Nasdaq — Or Gnostic?
Are there atill some bastions of capitalism the NASDAQ hasn’t reached yet.
September 5, 2000
One day something terrifying happened at work that would be the catalyst that would push me out the door on a pilgrimage. With about a minute and a half to go before airtime, I was walking toward the studio, giving a script about the day’s financial news a final, preflight check. “While the Dow was in the dumps,” the script read, “the gnostic was doing better, with the gnostic composite index rising 1.2%…. A gnostic trader is quoted as saying, ‘Everywhere investors look, they see reasons to buy.'”
I paused in mid-step, about to recuse myself from further broadcasting duties that day on the grounds that I was losing my mind. Did it really say “gnostic”? I blinked twice and fearfully shuffled back to that page again, praying I would find instead the word “Nasdaq,” the electronic stock market run by the National Association of Securities Dealers.
But it did not say Nasdaq. Settled before the microphone, in the remaining moments left before the show’s opening gong, I was forced to go on a furious hunting expedition, crossing out as many gnostics as I could find.
“Thirty seconds,” the director said into my headphones. “What does ‘gnostic’ mean?” I asked, pressing the intercom button. The producer’s eyes widened in panic. “Number one, I don’t know. Number two, you’ve got ten seconds. Number three, forget gnostic, they’ll think you mean Nasdaq.”
Greek isn’t listed on my resume as one of my languages, but I managed to recall that gnostic has something to do with knowledge, maybe self-knowledge. Somebody must be trying to tell me something with this gnostic thing, but what?
It occurred to me that I could study all I wanted about money and how it works, but until I knew myself, I would never understand what to do with it. The on-air light glowed red.
A forensic reconstruction of the events leading up to what has come to be known as the “Gnostic Incident” concluded it was “pilot error.”
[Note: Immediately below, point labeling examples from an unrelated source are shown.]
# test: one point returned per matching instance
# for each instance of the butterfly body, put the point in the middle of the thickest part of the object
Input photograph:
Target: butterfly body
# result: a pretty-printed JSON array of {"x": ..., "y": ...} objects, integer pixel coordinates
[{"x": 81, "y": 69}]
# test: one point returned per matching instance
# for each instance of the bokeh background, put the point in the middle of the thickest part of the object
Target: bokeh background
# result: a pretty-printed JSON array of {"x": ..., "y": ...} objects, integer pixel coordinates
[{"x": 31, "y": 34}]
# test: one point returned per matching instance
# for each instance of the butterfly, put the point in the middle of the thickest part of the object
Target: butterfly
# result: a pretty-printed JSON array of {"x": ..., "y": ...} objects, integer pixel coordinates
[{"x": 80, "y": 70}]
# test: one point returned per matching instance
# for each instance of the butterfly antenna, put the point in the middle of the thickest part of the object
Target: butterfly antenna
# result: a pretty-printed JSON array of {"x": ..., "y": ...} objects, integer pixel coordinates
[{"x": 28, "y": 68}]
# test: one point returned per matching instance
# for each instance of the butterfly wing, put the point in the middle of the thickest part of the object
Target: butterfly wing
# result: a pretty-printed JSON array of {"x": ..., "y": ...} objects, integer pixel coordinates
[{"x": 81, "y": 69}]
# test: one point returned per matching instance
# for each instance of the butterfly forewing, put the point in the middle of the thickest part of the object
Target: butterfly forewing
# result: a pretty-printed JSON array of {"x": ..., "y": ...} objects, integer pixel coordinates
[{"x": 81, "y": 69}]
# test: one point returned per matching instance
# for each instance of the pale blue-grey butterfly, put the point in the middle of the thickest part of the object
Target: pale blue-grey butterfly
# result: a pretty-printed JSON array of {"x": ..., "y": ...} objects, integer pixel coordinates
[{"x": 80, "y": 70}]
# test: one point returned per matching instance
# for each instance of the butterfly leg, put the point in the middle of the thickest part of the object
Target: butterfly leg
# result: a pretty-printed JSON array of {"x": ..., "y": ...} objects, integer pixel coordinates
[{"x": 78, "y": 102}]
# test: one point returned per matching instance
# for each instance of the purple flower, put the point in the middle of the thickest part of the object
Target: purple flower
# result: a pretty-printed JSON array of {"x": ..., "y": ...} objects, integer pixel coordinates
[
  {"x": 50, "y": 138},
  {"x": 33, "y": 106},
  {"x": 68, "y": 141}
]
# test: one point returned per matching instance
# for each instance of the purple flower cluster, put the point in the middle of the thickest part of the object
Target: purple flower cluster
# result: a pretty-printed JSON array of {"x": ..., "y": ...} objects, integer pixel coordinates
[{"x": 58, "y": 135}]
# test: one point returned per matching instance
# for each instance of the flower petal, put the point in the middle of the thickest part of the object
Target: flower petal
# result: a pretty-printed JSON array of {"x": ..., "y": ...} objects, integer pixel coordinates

An intern had thought he was doing me a favor by running an electronic spell checker on the script displayed on my computer screen prior to its posting on our Internet site. WordPerfect’s spell checker did not recognize the word “Nasdaq.”
The spell checker had taken it upon itself to make the substitution. “Gnosis” does mean knowledge, but the kind of intuitive knowledge that is more at home around the word “insight” than it is around the words “curriculum” and “training.” It is about coming to an understanding of yourself and then using that kind of knowledge to help interpret what is going on. It was the sign.
I concluded that it was time to get out and “Do the Knowledge,” just as we like to say we “Do the numbers” on Marketplace.